When he first arrived he declared that he was opening an Atkins themed restaurant as it was unique and there was a need for this in the area??? And to this end he has lovingly spray painted Meat Feast $4 on a random cabinet in the seating area. However, on presenting his marketing material to me this week he appears to have had a change of heart and is instead marketing his premises based on the strap line ‘shy girl is shy’??? which stems from his hate of the dust masks worn by many in Asia. According to P, the women of Cambodia (and Korea where his passionate dislike of this attire was originally nurtured) are not wearing these masks to protect themselves from pollution but are in fact making a fashion statement. His long monologue on the subject also made reference to the use of mobile phones and wearing of sun visors and the fact that his restaurant was a protest against all of this. P’s Christmas Day unveiling of the western menu for Flashpacers (which uses the Kiss Unmasked image to add weight to his argument as does its Khmer counterpart) revealed that this protest also extends to Facebook (but not Instagram or Twitter (I checked)) because “when a chef like him has lovingly cooked a delicious béchamel sauce for 24 hours his customers should be prepared to listen to his wonderful stories that take hours in the telling (those were seriously his words) and not think Facebook is more interesting!”
Satisfied that he had his marketing in the bag, P proceeded to celebrate Christmas Day by getting sh*t faced. On returning from her work in some god forsaken factory where she earns next to nothing (but far more than P ever earns from his failed ventures judging the fact that he’s had zero customers in the week he’s been open here) The Grinch was suitably unimpressed as she tried (and failed) to get him to go to sleep rather than staggering around generally being a nutter. He finally collapsed in a heap on his terrace only to wake a couple of hours later and stagger around in his boxer shorts in the pouring rain muttering about his poor wife who was having to sleep in a puddle.
P is convinced that his development of Flashpacers is a real asset to our homes, which he insists are part of the Flashpacers Resort of which he is the self-appointed manager.

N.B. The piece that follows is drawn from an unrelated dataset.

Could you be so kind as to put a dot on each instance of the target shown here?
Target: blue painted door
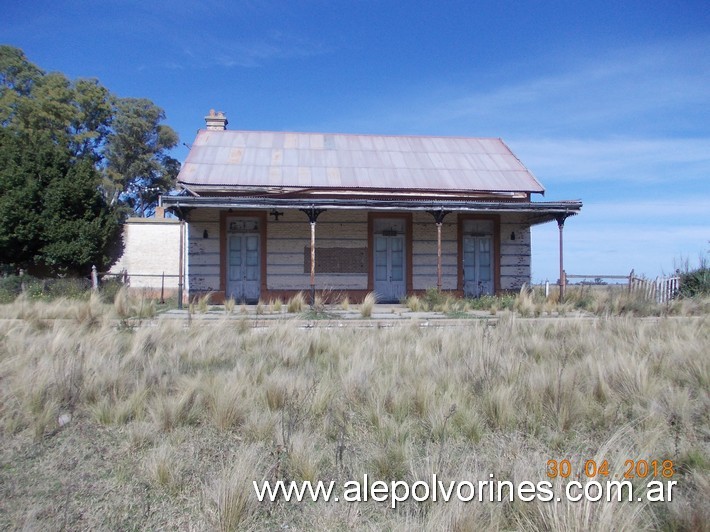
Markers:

This title apparently gives P the right to move things around the property as he sees fit (nicking gravel and plants from outside our houses to put in his restaurant), give random stuff away (papa’s garden hose and Tom’s potting compost being two recent examples of stuff going missing which has laterly been attributed to Ps gifting) and play music and have disco lights flashing all through the night. The latter are thankfully not audible/visible from my little abode at the other end of the row but a constant source of irritation to another recently returned resident loony, Jersey Jack, who proudly unloaded a freakish life sized Santa from his truck when he arrived on Saturday and shared his stories of being Cambodia’s Father Christmas!!!!
But Jack’s irritation will be of no concern to P who has on two occasions now told me that he is “big in politics” here in Cambodia (apparently, this is going to help him with his protest marketing campaign) and proudly displays a photo of himself with his arm around Hun Sen in the restaurant when he’s not sticking it in people’s faces that is. And what’s more, I’ve this morning learned that musician P (he told me early on that he was reforming his band and going on tour at some point in the future and more spray painting at the restaurant claims that there will be live bands and Junge (sic) music) regularly plays violin for the king and Queen of Cambodia no less.